Fast forward to the halfway point of the 2019–2020 season and the Thunder find themselves in a better situation than everyone thought they would be in. The team that was supposed in a rebuild is also the seventh seed in the Western Conference currently with a record of 26–19. The Thunder find themselves in a unique spot with their roster and position in the playoff picture. Their roster is a blend of young promising players and experienced veterans. The starting five of Chris Paul, Shai Gilgeous-Alexander, Terrance Ferguson, Danilo Gallinari, and Steven Adams shows the blend of veterans and youth.
The most notable story of the Thunder’s season is the pairing of Shai Gilgeous-Alexander and Chris Paul in the backcourt. Paul has been a game-changing presence in the locker room and on the court. His leadership and mentorship has allowed for the Gilgeous-Alexander to emerge as a rising star this season and one of the front runners for Most Improved Player. Paul’s winning attitude has rubbed off on the team, and he is slowly putting all the rumors of him being a bad teammate to rest.
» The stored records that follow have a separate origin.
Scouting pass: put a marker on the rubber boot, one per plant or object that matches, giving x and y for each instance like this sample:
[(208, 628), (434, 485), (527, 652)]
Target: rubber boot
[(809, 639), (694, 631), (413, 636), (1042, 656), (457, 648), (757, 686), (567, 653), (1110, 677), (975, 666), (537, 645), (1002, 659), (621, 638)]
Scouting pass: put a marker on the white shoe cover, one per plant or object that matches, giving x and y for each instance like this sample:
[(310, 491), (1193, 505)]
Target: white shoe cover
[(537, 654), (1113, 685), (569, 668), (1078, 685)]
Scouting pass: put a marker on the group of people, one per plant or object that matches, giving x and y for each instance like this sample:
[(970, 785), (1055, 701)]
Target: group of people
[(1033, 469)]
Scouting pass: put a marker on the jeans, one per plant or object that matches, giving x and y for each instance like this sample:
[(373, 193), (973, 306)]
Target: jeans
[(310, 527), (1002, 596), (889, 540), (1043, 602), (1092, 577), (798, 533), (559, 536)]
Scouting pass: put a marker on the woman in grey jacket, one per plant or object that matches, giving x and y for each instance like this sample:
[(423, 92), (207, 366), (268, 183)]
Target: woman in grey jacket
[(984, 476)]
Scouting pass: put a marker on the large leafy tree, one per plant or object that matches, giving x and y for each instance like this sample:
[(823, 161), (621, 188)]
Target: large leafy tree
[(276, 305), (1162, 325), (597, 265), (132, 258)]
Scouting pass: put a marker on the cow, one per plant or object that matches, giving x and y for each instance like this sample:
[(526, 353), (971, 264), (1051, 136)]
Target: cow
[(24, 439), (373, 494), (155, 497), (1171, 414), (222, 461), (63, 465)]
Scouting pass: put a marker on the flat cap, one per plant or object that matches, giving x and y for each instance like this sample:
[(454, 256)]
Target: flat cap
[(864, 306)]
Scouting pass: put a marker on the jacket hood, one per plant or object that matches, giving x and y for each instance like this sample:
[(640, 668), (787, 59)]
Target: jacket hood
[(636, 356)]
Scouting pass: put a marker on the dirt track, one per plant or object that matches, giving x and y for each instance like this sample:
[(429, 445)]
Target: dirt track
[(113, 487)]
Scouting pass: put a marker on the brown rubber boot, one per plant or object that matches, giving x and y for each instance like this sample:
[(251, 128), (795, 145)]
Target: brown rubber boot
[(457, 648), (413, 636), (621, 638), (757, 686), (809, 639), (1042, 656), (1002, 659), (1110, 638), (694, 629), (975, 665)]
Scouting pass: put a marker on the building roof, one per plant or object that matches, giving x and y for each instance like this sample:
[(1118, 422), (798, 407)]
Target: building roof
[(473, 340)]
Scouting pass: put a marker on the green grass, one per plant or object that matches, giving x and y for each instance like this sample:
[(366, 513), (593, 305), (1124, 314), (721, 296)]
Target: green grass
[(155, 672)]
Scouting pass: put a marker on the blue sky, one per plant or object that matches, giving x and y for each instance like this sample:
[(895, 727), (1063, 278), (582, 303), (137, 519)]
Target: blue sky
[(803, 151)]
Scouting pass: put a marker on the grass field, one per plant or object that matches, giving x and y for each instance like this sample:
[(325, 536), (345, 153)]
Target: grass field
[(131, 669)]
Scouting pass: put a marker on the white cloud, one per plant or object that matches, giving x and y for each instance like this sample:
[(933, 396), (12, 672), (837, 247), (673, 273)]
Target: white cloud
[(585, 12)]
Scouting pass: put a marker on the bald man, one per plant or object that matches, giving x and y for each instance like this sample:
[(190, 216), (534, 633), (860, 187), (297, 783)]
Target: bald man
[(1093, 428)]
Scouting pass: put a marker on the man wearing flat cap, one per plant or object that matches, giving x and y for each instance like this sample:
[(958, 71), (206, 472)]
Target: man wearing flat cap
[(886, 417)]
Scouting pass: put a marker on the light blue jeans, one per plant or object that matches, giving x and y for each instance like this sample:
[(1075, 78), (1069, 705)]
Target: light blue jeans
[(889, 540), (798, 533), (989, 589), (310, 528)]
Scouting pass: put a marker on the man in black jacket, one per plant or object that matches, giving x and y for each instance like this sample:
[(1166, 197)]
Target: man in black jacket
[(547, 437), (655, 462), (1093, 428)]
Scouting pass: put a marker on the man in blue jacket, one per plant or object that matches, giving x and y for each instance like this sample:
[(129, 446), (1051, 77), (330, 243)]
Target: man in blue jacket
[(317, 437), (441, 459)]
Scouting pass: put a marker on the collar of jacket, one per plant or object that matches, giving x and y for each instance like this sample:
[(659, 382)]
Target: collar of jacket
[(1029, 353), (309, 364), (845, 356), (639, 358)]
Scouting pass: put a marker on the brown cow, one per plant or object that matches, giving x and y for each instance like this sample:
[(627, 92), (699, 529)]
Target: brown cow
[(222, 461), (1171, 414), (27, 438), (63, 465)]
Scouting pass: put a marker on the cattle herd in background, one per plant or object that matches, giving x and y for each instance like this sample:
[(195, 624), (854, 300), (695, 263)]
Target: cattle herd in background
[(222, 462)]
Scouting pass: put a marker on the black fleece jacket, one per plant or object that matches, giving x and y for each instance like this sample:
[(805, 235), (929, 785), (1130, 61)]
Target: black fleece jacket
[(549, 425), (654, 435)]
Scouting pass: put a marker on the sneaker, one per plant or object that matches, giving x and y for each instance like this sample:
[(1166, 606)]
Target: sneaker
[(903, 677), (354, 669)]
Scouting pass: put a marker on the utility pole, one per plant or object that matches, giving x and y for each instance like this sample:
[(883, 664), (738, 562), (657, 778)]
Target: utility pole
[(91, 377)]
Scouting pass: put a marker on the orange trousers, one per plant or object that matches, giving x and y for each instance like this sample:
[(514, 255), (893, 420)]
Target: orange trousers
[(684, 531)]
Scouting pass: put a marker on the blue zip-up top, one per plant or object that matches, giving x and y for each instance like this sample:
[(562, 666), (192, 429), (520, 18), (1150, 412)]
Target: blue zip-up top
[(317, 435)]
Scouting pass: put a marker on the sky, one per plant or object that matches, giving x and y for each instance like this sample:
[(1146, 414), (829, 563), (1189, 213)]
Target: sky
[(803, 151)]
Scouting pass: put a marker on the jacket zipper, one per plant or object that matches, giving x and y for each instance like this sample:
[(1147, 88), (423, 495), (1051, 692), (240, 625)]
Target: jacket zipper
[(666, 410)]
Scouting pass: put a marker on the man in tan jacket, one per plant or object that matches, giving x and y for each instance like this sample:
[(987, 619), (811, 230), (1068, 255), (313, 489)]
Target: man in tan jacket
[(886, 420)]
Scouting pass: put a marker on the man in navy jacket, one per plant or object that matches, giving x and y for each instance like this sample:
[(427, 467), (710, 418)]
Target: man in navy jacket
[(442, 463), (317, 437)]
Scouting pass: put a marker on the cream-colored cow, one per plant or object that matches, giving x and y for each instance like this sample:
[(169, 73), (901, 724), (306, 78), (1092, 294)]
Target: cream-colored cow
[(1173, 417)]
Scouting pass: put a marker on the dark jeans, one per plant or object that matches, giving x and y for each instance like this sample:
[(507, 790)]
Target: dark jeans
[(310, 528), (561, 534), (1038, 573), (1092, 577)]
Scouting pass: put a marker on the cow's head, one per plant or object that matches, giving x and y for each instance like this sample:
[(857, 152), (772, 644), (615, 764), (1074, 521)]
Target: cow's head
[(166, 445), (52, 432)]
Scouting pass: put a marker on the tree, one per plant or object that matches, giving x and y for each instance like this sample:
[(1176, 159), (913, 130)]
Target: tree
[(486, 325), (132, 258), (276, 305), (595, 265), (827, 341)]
Paul’s averages of 17 points, 5 rebounds, and 6.4 assists aren’t the numbers that we have become used to seeing from him but his impact on the team isn’t something that can be measured on the box score.
On the other hand, Gilgeous-Alexander is having himself one heck of a season as they approach the all-star break. He is averaging 19.8 points, 5.9 rebounds, and 3.1 assists along with 1.2 steals a game. The highlight of Gilgeous-Alexander’s season came on January 13 when he notched his first career triple-double putting up 20 points, 20 rebounds, and 10 assists.
Aside from the emergence of Shai Gilgeous-Alexander the play of Dennis Schroder as the sixth man has also been a key factor in the Thunder’s success so far. With averages of 18.3 points, 3.8 assists, and 3.8 rebounds Schroder has been a spark plug off the bench when Paul is sitting. Schroder has put himself among the likes of Lou Williams and Montrezl Harrell in the battle for the Sixth Man of the Year award.
The x-factor for the team is Danilo Gallinari playing as a stretch four. The one negative that has followed Gallinari throughout his career was his tendency to be injury-prone. So far this season he has been available for most of the games, playing in 36 of the 45 games played so far. His shooting has allowed for the Thunder to stretch the floor and has found him a new role that he will succeed in throughout the whole season if he stays healthy. On the season he is averaging 19.2 points, 5.8 rebounds, and 2.2 assists while shooting 41 percent from beyond the arc on 7.5 attempts per game.
These key players are surrounded by players who are capable defenders, and athletes who can run in the open floor. Players such as Hamidou Diallo, Terrance Ferguson, and Darius Bazely provide the Thunder with athletic young wings who can hit a three and play defense. Steven Adams and Nerlens Noel serve as solid rim protectors and partners for Chris Paul in the pick and roll. Abdel Nader and Mike Muscala give their bench some extra shooting from beyond the arc.
General manager, Sam Presti has made many mistakes in the past, but for each one he has managed to find a way to come away with a competitive team. He still stands as one of the best general managers in the NBA. Billy Donovan who has received harsh criticism for his coaching has shown his chops as a head coach this season.
What started as a journey into no man’s land has turned into a pleasant surprise for Thunder fans and NBA fans. The Oklahoma City Thunder’s future seems set and with the numerous picks and Shai Gilgeous-Alexander.